Before deciding to play for coach Geno Oriemma in Sioux, Yukon, New York, she starred at Christ the King High School in Queens, where she guided Husky to national championships in 2000 and 2002, the event’s second and third championships. She was named National Player of the Year in 2002, and was part of the top five in the history of women’s college basketball.

Bird’s extensive trophy case also includes four FIBA ​​World Championship gold medals, including Team USS, and five Euroleague titles, including Spartak Moscow and UMMC Ekaterinburg.

A bird that misses the WNBA season in the Covid-19 protocol and, more recently, a non-COVID-19 illness, is averaging 7.8 points at 33.8% shooting (low in both careers), but her 6.6 assists per game equals another.
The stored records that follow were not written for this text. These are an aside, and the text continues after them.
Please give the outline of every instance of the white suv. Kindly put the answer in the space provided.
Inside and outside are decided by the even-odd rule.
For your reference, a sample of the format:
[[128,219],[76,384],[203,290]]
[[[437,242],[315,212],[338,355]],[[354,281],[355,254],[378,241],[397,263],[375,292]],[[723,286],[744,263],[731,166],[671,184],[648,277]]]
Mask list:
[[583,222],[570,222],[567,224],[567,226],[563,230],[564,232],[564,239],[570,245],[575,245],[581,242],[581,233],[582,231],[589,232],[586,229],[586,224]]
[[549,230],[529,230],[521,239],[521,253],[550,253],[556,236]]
Most in her career.

Bird said, “I think I’ve played as long as I’ve played at a higher level physically and mentally, and it’s gotten even harder.”

Still, her longevity – credited to her work with performance trainer Susan Borchard – is unmatched, as the 19 seasons she has played in the league (losing 2013 and 2019 due to injury) are more than any other player. She is the only WNBA player to appear in at least 500 games, starting in all 559 tournaments of her career.

“I hope other players can see this kind of career, see its length, see its success, and know that they can do it,” Bird said. “It’s not easy, but it’s possible. There are ways you can play a lot, a lot of the time. And hopefully, I’m one of the players who helped start this storyline in women’s basketball.”

The 5-foot-9-point guard recorded the 3,000th assist of her career on July 9, 2021, and entered 3,114 Dimes – 514 more than any other player – in Friday’s storm match against the Sun, averaging at least five assists in 15 of her 19 seasons and at least six. Game five times. She is a 39.2% career shooter out of 3, willing to hit big shots when her team needs to, and she ranks second in career 3s (965), fourth in steals (700) and seventh in scoring (6,639).